Patrick B. McGuigan, Editorial Director, The City Sentinel

Critics of capital punishment and of Oklahoma’s death penalty process quickly embraced the 3-1 vote recommending commutation to Governor Kevin Stitt.

A spokesman for Stitt – who had defended his appointees to the Pardon and Parole panel as persons of integrity – said after the board vote the governor would not comment on the case until he announces his decision on the commutation request.

After the September 13 vote, defenders of Jones, and indeed advocates for his execution, pointed to past instances when chief executives have not followed commutation recommendations.

Before the commutation proceedings, Jones lawyers, legal analysts and journalists who have reported on the case anticipated that a vote favoring Jones in some form was possible, and perhaps likely.

However, the actual vote was a direct and practical affirmation of the impact that accumulating concrete evidence of Jones’ actual innocence had eroded the case for implementing the Ultimate Sanction, at least in this case.

While Oklahomans reaffirmed the death penalty in a statewide vote within the past decade, opinion polls have indicated a majority do not support Jones’ execution. And, overall support or the death penalty per se has eroded.

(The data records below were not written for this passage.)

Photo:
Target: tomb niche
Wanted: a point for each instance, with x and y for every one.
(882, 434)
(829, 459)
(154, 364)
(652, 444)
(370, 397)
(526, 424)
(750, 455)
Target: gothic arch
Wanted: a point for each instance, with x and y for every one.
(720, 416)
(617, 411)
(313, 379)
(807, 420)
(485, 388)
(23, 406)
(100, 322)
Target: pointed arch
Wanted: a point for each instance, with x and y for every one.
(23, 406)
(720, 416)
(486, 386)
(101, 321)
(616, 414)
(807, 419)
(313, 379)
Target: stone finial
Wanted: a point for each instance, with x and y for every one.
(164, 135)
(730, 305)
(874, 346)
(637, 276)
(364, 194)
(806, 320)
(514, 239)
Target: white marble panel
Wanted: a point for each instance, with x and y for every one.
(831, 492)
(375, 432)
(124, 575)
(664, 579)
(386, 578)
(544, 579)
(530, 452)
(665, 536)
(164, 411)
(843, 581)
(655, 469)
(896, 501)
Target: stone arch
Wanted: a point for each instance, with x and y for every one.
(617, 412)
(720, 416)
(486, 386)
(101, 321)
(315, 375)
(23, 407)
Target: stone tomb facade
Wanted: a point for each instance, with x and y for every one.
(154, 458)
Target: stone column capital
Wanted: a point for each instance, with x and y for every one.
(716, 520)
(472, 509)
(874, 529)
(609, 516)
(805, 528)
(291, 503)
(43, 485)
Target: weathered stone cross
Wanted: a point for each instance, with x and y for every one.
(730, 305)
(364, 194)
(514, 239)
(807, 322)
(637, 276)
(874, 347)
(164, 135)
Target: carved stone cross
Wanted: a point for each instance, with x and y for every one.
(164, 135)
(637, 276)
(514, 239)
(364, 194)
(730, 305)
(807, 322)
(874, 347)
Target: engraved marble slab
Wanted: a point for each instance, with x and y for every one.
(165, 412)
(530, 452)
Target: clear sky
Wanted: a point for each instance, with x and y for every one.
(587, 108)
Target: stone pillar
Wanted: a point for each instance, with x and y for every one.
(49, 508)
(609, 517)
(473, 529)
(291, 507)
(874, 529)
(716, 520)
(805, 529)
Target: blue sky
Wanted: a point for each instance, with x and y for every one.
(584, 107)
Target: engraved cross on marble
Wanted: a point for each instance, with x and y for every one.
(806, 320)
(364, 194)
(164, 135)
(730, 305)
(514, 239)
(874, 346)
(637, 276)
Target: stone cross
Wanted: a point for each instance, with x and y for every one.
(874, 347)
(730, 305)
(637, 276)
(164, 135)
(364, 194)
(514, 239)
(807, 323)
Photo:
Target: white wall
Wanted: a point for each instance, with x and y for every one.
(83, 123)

Oklahoma County District Attorney David Prater had pressed to prevent a majority of the five-member board from even voting on the submitted commutation for Jones.

He sued Pardon and Parole Board members Kelly Doyle and Adam Luck and petitioned the state High Court to remove them from voting.

The state Supreme Court, in a succinct order issued September 10, slapped down the Prater litigation, with Chief Justice Noma D. Gurich writing, “Petitioner’s request for an order directing Respondents [Luck and Doyle] to refrain from participating in the commutation proceedings relating to Julius Darius Jones, including the commutation hearing … set for Monday, September 13, 2021, is hereby denied.”

Despite that Court denial, D.A. Prater sought the recusal of the board’s newest member, Scott Williams, asserting the Williams’ relationship with an attorney arguing in favor of Jones amounted to a conflict of interest.

Although not agreeing a conflict of interest existed, Williams announced he would not to vote on the Jones commutation matter.

The Pardon and Parole Board is a constitutional agency. The state’s chief executive has explicit constitutional powers in the death penalty process. Governors have power in most states that retain capital punishment to impede or prevent executions, or to impact their timing.

Governor Stitt’s nominees to the Pardon and Parole Board bring to the panel long-stated perspectives on criminal justice issues that incline toward reform of the state’s legal system, including the matter of capital punishment.

Aside from this particular case the controversy of recent months raised a lot of issues, including contentions that Jones must be executed for process reasons (finality of judgment) no matter what happened in the administrative process and in spite of evidence his attorneys have gathered that a person other than murdered Edmond civic leader Paul Howell in the driveway of his home in 1999.

Statutory and other provisions for pardon, parole and commutation – including for the execution process – have evolved in recent years, while remaining rooted in the state’s constitutional strictures.

In this proceeding, attacks and public pressure – on the governor’s appointment powers, on the Pardon and Parole Board as a body and on its individual members, and ultimately on the state chief executive’s powers – fell short.

NOTE: This opinion does not reflect the views of either of the co-publishers, who themselves have differing and nuanced views on the subject.